Source: Unsplash

Canada is seeing an explosion of people joining the workforce but there aren’t enough jobs to employ all of the new workers. 

The March 2024 Labour Force Survey from Statistics Canada unveils troubling developments in the nation’s job market, with unemployment climbing to 6.1%, exacerbated by the loss of 2,200 jobs, while 60,000 people joined the workforce.

The latest economic assessment arrives amid growing concerns over the sustainability of Canada’s employment growth, particularly in light of its rapidly expanding population. 

“Employment was little changed in March (-2,200; -0.0%) and the employment rate fell 0.1 percentage points to 61.4%,” detailed the report, highlighting the stagnant job creation scenario.

The Conservative party attributed the dismal performance to the economic stewardship of Prime Minister Justin Trudeau’s administration. 

“Trudeau’s inflationary spending and taxes have created a broken economy where businesses can’t survive and Canadians can’t find jobs,” wrote the Conservatives in a press release.

While more Canadians competed for fewer jobs, the Conservative party highlighted that the United States recorded “significant job growth, with their unemployment rate falling to 3.8%.”

As for the United States, the country’s economy added 303,000 jobs in March.
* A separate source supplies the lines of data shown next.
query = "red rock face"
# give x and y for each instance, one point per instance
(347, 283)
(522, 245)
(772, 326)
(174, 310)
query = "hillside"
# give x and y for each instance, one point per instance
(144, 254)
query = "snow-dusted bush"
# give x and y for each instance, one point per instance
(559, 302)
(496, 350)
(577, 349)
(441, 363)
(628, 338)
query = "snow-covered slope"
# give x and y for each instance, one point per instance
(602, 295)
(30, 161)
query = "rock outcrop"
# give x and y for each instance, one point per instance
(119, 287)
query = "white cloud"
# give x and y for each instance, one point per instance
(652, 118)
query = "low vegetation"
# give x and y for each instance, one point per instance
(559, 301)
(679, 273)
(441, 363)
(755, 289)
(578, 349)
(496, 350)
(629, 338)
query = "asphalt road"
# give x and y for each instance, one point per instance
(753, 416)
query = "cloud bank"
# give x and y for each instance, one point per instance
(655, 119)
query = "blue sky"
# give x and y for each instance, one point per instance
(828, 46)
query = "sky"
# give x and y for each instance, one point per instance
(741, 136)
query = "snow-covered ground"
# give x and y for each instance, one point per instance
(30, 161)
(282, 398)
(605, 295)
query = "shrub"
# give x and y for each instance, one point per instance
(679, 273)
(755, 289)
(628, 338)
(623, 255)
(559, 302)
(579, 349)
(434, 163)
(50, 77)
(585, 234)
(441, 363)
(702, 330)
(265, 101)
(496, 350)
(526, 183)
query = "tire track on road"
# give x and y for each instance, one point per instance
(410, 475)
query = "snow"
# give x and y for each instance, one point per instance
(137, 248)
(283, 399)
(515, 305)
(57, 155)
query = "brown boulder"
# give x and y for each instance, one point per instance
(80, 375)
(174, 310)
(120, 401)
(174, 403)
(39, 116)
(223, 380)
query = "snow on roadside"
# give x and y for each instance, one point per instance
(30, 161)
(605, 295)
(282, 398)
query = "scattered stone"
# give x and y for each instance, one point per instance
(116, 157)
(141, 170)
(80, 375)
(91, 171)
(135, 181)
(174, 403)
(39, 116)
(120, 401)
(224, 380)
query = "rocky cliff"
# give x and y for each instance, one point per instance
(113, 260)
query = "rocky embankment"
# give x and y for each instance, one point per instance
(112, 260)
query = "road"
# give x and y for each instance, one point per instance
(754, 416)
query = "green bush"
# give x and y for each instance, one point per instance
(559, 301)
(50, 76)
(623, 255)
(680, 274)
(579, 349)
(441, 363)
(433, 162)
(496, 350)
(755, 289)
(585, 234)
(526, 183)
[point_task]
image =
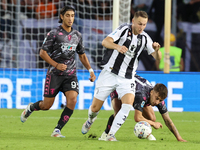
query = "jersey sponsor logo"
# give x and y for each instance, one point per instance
(139, 42)
(69, 37)
(142, 104)
(68, 47)
(131, 51)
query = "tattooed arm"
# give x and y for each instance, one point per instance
(169, 123)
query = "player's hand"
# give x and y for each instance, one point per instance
(156, 46)
(122, 49)
(157, 125)
(92, 77)
(61, 67)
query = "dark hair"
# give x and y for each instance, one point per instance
(142, 14)
(161, 89)
(63, 11)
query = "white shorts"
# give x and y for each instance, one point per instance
(107, 82)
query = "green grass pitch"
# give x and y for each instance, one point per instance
(35, 133)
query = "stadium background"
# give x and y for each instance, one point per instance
(22, 71)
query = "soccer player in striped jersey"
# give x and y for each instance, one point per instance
(146, 96)
(59, 49)
(119, 63)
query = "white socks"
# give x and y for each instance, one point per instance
(120, 118)
(92, 115)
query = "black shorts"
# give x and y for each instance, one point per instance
(55, 83)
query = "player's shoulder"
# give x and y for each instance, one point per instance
(145, 34)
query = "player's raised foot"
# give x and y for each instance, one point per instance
(57, 133)
(103, 136)
(26, 113)
(151, 138)
(110, 137)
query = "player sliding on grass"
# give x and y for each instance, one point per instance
(123, 47)
(58, 49)
(146, 96)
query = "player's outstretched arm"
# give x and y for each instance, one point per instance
(169, 123)
(138, 117)
(83, 58)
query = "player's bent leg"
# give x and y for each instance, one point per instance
(148, 113)
(92, 114)
(71, 98)
(127, 102)
(39, 105)
(116, 103)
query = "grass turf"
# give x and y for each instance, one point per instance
(35, 132)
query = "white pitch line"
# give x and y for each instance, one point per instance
(5, 116)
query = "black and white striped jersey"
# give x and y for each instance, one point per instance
(125, 65)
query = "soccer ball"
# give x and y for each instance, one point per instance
(142, 129)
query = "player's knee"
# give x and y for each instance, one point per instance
(45, 107)
(72, 101)
(153, 118)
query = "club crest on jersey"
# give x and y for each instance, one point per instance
(68, 47)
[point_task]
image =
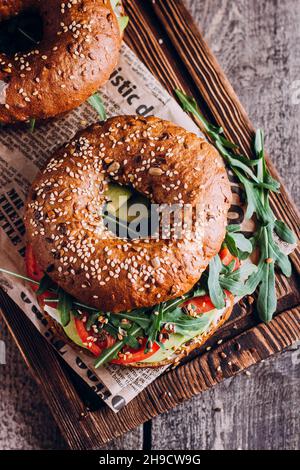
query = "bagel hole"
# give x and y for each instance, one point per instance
(21, 33)
(127, 213)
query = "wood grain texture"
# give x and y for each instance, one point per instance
(257, 44)
(166, 433)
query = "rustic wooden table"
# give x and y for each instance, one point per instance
(257, 43)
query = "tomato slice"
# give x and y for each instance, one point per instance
(130, 355)
(203, 304)
(92, 343)
(227, 258)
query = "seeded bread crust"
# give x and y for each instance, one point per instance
(78, 52)
(160, 160)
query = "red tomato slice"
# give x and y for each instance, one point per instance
(96, 347)
(36, 273)
(227, 258)
(135, 355)
(32, 268)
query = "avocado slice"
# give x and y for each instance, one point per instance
(117, 196)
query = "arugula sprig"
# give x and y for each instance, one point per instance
(257, 182)
(96, 102)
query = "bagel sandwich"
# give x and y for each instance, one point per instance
(132, 301)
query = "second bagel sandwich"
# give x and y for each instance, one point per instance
(136, 297)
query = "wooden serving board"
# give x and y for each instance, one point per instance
(163, 35)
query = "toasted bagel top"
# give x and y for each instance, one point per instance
(78, 51)
(160, 160)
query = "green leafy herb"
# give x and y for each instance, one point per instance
(91, 320)
(284, 232)
(97, 103)
(238, 244)
(257, 186)
(112, 352)
(215, 290)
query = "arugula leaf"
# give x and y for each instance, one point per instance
(64, 306)
(185, 324)
(137, 316)
(233, 228)
(155, 326)
(96, 102)
(284, 232)
(238, 245)
(46, 283)
(215, 290)
(257, 187)
(91, 319)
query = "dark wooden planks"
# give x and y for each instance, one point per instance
(217, 92)
(257, 45)
(257, 411)
(196, 375)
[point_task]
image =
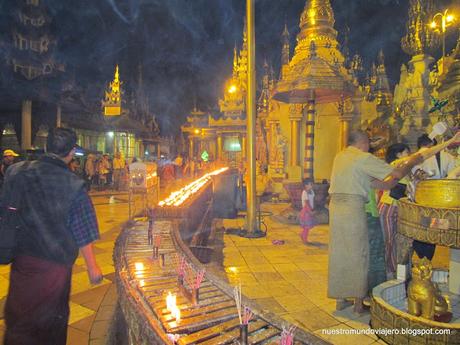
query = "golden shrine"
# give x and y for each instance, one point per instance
(112, 101)
(304, 117)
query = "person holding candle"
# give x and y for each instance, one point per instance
(306, 217)
(355, 171)
(57, 220)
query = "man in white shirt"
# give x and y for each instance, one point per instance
(437, 167)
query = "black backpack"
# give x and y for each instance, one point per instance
(10, 220)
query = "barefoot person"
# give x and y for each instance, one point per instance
(306, 217)
(57, 220)
(354, 173)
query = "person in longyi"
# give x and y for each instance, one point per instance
(354, 173)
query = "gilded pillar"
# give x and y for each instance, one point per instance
(219, 146)
(309, 138)
(191, 148)
(346, 116)
(26, 125)
(58, 116)
(294, 169)
(295, 116)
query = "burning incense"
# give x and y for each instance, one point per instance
(237, 296)
(181, 266)
(247, 315)
(287, 335)
(199, 278)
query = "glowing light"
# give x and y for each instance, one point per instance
(178, 197)
(311, 15)
(176, 313)
(171, 302)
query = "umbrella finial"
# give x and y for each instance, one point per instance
(312, 49)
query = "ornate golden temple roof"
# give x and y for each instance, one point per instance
(312, 74)
(382, 86)
(420, 39)
(317, 63)
(452, 79)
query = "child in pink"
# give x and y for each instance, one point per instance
(306, 217)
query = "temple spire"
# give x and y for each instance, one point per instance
(419, 38)
(382, 85)
(346, 48)
(285, 52)
(317, 18)
(317, 24)
(112, 101)
(235, 62)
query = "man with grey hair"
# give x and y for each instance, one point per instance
(354, 173)
(57, 220)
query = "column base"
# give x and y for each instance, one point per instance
(294, 173)
(454, 271)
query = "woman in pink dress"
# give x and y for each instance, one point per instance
(306, 217)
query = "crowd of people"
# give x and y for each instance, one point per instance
(361, 183)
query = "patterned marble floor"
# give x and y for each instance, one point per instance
(291, 279)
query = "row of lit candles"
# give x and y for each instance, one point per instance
(172, 306)
(177, 198)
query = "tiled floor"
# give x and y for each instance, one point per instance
(291, 279)
(88, 316)
(288, 279)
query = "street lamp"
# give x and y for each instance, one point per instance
(446, 21)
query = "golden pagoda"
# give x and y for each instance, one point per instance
(412, 94)
(450, 85)
(382, 89)
(316, 74)
(112, 100)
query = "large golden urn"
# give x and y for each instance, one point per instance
(438, 193)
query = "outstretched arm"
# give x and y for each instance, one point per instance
(94, 272)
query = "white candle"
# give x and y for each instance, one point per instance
(176, 313)
(170, 302)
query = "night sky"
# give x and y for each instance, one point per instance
(186, 46)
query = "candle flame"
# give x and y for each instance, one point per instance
(178, 197)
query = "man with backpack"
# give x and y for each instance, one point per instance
(53, 219)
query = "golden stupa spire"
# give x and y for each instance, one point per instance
(317, 19)
(112, 101)
(382, 85)
(419, 38)
(235, 62)
(317, 24)
(285, 53)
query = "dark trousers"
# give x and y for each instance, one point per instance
(423, 249)
(37, 306)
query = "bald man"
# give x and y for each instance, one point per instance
(355, 172)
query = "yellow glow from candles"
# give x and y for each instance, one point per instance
(171, 302)
(176, 314)
(177, 198)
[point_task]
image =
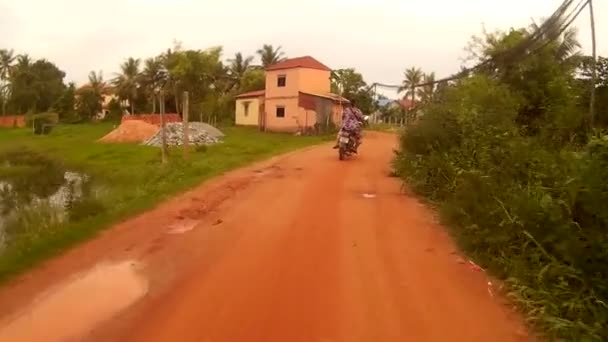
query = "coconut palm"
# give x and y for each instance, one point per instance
(127, 81)
(24, 61)
(427, 92)
(269, 55)
(412, 77)
(152, 78)
(7, 59)
(96, 82)
(238, 66)
(567, 44)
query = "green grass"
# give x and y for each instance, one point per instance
(131, 175)
(384, 127)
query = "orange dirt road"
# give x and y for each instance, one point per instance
(302, 247)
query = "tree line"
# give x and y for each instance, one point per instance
(29, 86)
(35, 86)
(518, 169)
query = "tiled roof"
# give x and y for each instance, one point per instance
(331, 96)
(406, 103)
(256, 93)
(300, 62)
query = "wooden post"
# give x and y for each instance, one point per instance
(163, 132)
(186, 143)
(593, 67)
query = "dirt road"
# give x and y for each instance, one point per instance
(299, 248)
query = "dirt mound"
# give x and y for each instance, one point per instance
(131, 131)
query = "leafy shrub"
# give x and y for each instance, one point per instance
(532, 212)
(42, 123)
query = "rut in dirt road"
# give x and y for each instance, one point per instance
(302, 248)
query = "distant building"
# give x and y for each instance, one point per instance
(296, 98)
(107, 95)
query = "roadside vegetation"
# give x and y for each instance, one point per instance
(518, 169)
(43, 213)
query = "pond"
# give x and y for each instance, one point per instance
(38, 193)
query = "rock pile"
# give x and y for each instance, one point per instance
(198, 134)
(133, 131)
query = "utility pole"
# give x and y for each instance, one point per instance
(593, 66)
(163, 132)
(186, 104)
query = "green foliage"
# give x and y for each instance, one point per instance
(252, 80)
(122, 192)
(65, 106)
(42, 123)
(88, 104)
(350, 84)
(114, 111)
(532, 213)
(34, 87)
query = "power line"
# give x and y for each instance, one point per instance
(558, 17)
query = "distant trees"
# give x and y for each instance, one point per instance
(127, 81)
(351, 85)
(90, 97)
(29, 85)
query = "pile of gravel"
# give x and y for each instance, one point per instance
(198, 134)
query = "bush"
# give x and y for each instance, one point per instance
(42, 123)
(532, 212)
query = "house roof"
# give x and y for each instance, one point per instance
(256, 93)
(406, 103)
(384, 102)
(331, 96)
(105, 88)
(299, 62)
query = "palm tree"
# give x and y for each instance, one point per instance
(170, 60)
(269, 55)
(23, 61)
(7, 58)
(428, 90)
(96, 82)
(127, 81)
(238, 66)
(152, 77)
(412, 77)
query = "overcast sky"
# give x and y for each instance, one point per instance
(380, 38)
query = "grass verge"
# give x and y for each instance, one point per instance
(131, 176)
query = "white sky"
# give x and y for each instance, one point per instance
(380, 38)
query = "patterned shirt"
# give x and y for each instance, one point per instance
(352, 118)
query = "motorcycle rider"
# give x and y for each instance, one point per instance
(352, 120)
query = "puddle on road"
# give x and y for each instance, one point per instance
(71, 310)
(182, 227)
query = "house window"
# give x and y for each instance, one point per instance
(281, 81)
(246, 108)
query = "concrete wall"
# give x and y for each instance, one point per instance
(291, 88)
(314, 81)
(250, 115)
(10, 121)
(289, 123)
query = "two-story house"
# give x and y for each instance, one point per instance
(296, 98)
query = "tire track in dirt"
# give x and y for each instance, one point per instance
(289, 250)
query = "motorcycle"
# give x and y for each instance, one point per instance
(346, 145)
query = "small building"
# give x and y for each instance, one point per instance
(296, 98)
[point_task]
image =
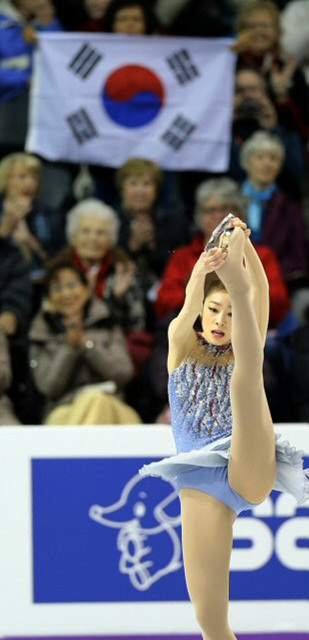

The US’s unemployment rate has been below 4% for 26 months straight, the longest streak in over 50 years.

Comparatively, the unemployment rate in Canada increased by 1% between March 2023 and 2024. The working-age population of 15 years and older has increased by one million. Only 324,000 jobs were added over the same period, 233,000 being full-time.

The labour force, people actively looking for work, has increased by 571,000 between March 2023 and 2024. The surge in job seekers, amidst a backdrop of insufficient job creation, has significantly contributed to the uptick in the unemployment rate. The number of people searching for a job but unable to find one has risen by 247,000 over the same period.

With Canada’s current population growth, 50,000 new jobs need to be generated monthly for the employment rate to remain stagnant, according to Statistics Canada.

If fewer than 50,000 new jobs are created every month, unemployment will grow. In February, Canada saw employment rise by 41,000, and 37,000 in January. Canadian jobs fell by 2,200 in March, causing the unemployment rate to rise by 0.3%.

The increase in unemployment in March was primarily driven by 60,000 additional people searching for work compared to February, bringing the total amount of unemployed people to 1.3 million, an increase of 247,000 year over year. 

The worst hit age demographic in March was among youth aged 15 to 24, who lost 28,000 jobs. Employment rates increased among core-aged men, 25 to 54 years old, rising by 20,000 jobs. Employment saw little change among core-aged women, as well as young women and men aged 55 or older.

Various industries saw differing changes between February and March. Employment in accommodation and food services fell by 27,000 jobs, wholesale and retail trade lost 23,000 jobs, and professional, scientific, and technical services lost 20,000 jobs in March. However, employment increased in four industries, most notably health care and social assistance, which gained 40,000 jobs. 

Between March 2023 and 2024, employment in the public sector grew by 202,000 jobs. Employment in the private sector grew by 141,000 jobs. 

Self-employment fell by 29,000 jobs, 1.1%, between February and March 2024.

Employment decreased by 18,000 in Quebec, 6,000 in Saskatchewan, and 4,300 in Manitoba. Ontario gained 26,000 jobs. 

Average hourly wages rose 5.1%, reaching $34.81/hour among employees between March 2023 and 2024. This follows a 5% rise in February.